Different spatial structures of agricultural landscapes have different consequences for biodiversity conservation, potential ecological restoration and provision of ES. Our results showed the advantages for habitat conservation (13 vs. 39 protected habitats) in the more diverse and complex landscape structure. In economic terms, despite the general subsidies paid by the European Union, the different spatial structures analyzed (basically monoculture vs. crops mixed with natural vegetation) are impracticable due to the fact that profitability for farmers is far from the minimum level considered to be viable in this region.

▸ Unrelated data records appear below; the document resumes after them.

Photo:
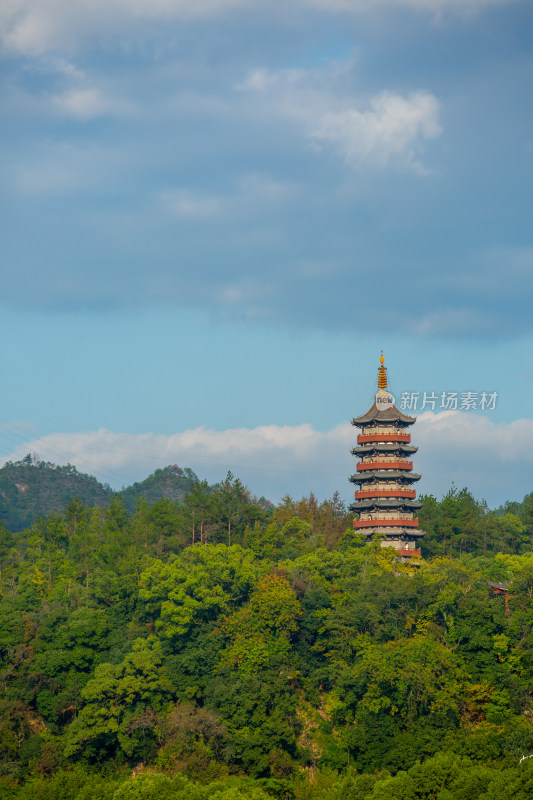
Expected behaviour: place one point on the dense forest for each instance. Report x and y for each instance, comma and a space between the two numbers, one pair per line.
215, 647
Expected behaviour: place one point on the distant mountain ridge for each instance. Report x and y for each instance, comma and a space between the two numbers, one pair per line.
30, 488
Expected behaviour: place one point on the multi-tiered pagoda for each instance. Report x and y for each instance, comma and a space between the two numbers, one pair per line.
385, 502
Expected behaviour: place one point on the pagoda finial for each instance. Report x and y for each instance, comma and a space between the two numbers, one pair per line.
382, 374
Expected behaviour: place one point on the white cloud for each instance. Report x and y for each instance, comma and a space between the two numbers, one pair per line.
250, 193
387, 128
494, 461
190, 205
392, 127
88, 103
33, 27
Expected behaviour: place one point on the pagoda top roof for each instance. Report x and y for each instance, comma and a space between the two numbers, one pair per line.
391, 414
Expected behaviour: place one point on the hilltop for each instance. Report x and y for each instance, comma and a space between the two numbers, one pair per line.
31, 488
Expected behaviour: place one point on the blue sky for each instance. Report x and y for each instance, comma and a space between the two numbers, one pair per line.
215, 214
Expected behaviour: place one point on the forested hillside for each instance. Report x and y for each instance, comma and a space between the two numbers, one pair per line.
31, 488
218, 648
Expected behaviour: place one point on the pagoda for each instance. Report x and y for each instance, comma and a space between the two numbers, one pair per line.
385, 502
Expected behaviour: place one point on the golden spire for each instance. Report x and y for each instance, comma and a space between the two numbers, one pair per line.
382, 375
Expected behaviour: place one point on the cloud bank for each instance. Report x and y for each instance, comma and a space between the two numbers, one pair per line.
494, 461
33, 27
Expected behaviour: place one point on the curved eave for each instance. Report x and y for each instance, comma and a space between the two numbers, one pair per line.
393, 447
393, 533
383, 474
409, 505
388, 415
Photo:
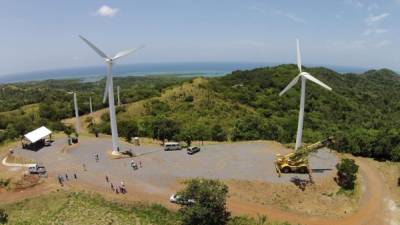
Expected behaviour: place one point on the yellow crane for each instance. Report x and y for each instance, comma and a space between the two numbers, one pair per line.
297, 162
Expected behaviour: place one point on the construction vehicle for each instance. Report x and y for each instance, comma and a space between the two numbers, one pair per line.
297, 162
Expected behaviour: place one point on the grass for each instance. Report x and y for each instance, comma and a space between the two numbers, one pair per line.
65, 207
82, 208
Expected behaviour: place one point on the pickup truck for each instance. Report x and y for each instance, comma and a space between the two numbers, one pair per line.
37, 169
192, 150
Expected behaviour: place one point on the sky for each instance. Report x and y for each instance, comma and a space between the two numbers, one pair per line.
43, 34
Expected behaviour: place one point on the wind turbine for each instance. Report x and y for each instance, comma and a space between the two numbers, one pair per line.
77, 122
109, 90
119, 100
90, 106
304, 76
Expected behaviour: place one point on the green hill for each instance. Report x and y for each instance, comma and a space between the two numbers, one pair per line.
86, 209
362, 111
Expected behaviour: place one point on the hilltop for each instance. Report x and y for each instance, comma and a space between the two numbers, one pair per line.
362, 111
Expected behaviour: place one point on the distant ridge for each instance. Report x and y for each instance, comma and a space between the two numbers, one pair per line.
210, 69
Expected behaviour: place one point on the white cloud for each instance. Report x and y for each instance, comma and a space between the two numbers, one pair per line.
383, 43
373, 6
370, 31
371, 19
107, 11
359, 44
249, 43
355, 3
288, 15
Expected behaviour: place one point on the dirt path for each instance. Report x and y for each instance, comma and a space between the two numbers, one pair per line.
223, 162
371, 211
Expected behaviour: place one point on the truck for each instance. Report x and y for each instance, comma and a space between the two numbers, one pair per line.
37, 169
297, 162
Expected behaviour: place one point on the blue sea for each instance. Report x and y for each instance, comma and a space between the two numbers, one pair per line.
207, 69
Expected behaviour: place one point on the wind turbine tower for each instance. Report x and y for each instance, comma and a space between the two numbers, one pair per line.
90, 106
119, 100
77, 123
109, 90
304, 76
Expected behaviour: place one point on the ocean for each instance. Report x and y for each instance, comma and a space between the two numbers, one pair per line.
207, 69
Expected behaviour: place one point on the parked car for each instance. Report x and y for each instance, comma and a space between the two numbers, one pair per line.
192, 150
172, 146
178, 200
37, 169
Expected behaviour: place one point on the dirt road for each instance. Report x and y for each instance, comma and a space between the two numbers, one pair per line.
247, 161
372, 205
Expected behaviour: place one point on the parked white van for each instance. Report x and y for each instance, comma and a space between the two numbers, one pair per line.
172, 146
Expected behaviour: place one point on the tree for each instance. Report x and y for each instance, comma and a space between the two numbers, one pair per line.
128, 129
164, 128
209, 203
347, 173
94, 128
68, 130
218, 133
185, 135
3, 216
201, 132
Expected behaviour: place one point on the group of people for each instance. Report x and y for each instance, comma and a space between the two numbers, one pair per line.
96, 157
61, 179
117, 188
135, 166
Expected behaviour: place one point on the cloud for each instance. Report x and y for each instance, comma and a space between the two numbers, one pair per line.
371, 19
107, 11
370, 31
359, 44
373, 6
288, 15
383, 43
249, 43
355, 3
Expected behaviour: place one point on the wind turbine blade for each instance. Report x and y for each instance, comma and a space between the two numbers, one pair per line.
98, 51
315, 80
298, 55
290, 85
106, 90
126, 52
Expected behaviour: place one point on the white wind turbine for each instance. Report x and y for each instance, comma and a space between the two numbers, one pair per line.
304, 77
109, 90
77, 122
119, 100
90, 106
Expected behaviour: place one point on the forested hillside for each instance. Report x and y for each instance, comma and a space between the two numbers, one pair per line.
362, 111
25, 106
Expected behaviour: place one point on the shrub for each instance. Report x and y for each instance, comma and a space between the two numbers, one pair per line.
209, 206
3, 216
347, 173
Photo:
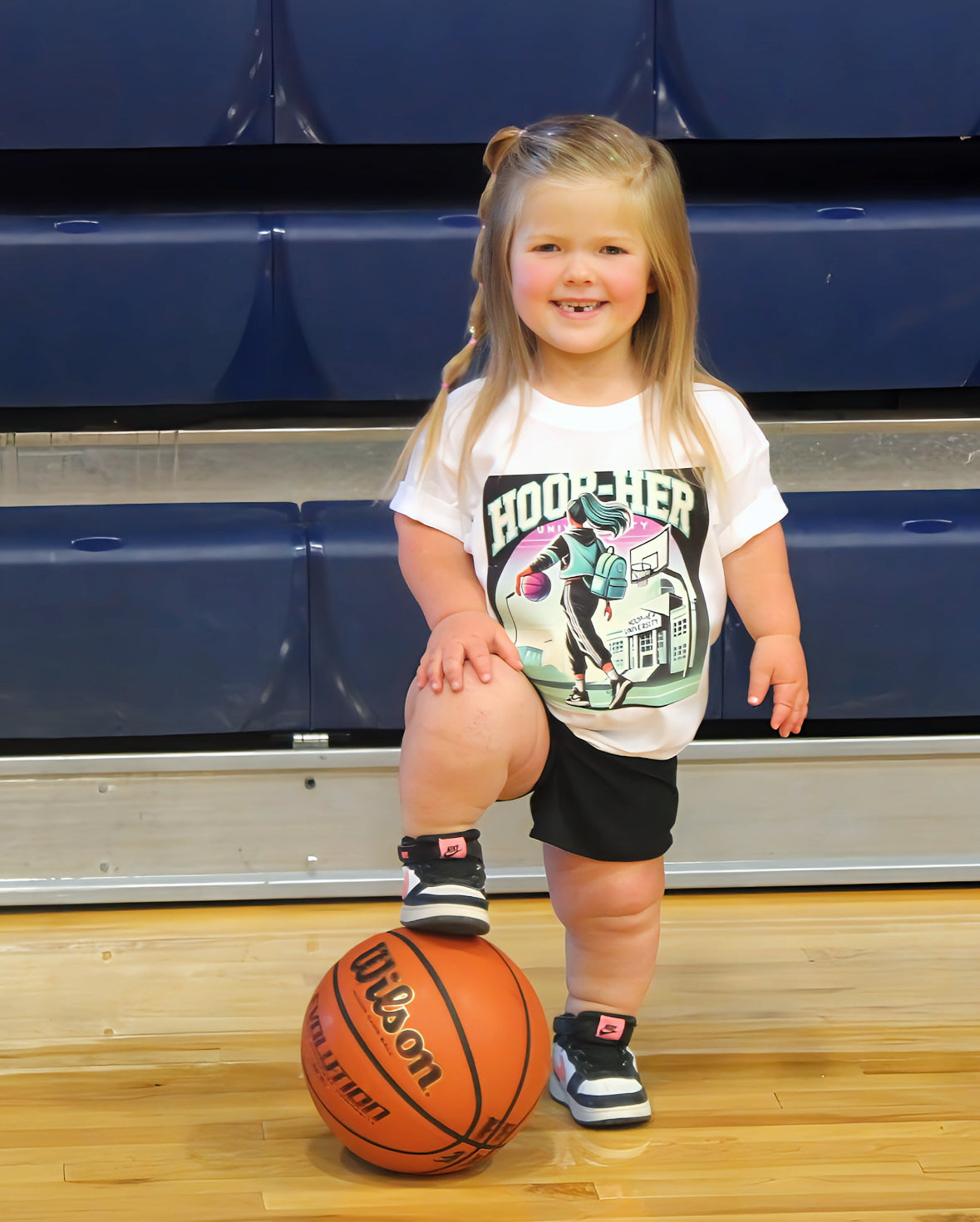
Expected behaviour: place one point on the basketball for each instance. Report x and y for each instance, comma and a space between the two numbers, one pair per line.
423, 1052
535, 587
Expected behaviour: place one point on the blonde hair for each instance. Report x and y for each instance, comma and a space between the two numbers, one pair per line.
579, 150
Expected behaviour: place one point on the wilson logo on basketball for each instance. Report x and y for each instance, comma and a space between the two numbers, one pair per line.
390, 1000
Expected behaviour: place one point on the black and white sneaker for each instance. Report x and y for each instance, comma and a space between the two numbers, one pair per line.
618, 687
594, 1073
444, 884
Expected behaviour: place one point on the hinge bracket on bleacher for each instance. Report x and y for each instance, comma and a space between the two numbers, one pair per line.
311, 742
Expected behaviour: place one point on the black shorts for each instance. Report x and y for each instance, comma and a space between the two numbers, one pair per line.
610, 808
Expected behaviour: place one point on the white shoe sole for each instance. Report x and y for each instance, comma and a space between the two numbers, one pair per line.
445, 918
599, 1117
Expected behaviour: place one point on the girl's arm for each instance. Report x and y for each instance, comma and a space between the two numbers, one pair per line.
756, 577
439, 572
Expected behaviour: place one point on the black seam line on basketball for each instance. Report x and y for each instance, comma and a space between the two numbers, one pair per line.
395, 1086
472, 1152
379, 1146
527, 1032
460, 1032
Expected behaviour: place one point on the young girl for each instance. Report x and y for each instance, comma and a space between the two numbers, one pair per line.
585, 315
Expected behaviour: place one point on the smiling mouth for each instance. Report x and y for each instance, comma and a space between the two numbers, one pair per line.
579, 307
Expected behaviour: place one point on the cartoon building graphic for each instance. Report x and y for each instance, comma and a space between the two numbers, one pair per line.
530, 655
662, 634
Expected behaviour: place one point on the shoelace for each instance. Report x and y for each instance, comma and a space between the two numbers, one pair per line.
608, 1057
465, 870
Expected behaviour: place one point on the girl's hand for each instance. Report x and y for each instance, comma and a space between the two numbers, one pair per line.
465, 637
777, 662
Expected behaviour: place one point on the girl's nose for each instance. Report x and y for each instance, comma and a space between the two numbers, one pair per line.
579, 270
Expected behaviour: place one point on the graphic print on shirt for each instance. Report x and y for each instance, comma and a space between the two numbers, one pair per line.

We propose an economic incentive-based mechanism, to be managed by the administration (public policies) to promote levels of landscape diversity and complexity that are more suitable for biodiversity conservation. These economic incentives would complement the profits of farmers and can constitute, pending further validation, a sustainable solution for conciliating conservation, production and profitability in agricultural areas. In this context, conservation of biodiversity in agricultural landscapes ceases to represent a factor limiting the profitability of farmers, but rather serves to increase profits. In Andalusia, this system of incentives could be applied immediately under the auspices of the recent Olive-Grove Master Plan (ORGAB 2015), which specifically mentions economic support for farmers implementing environmentally friendly farming practices and applying improved spatial management; the aforementioned practices are intended to promote biodiversity, provide ES and to maintain landscape quality (assuming a heterogeneous structure).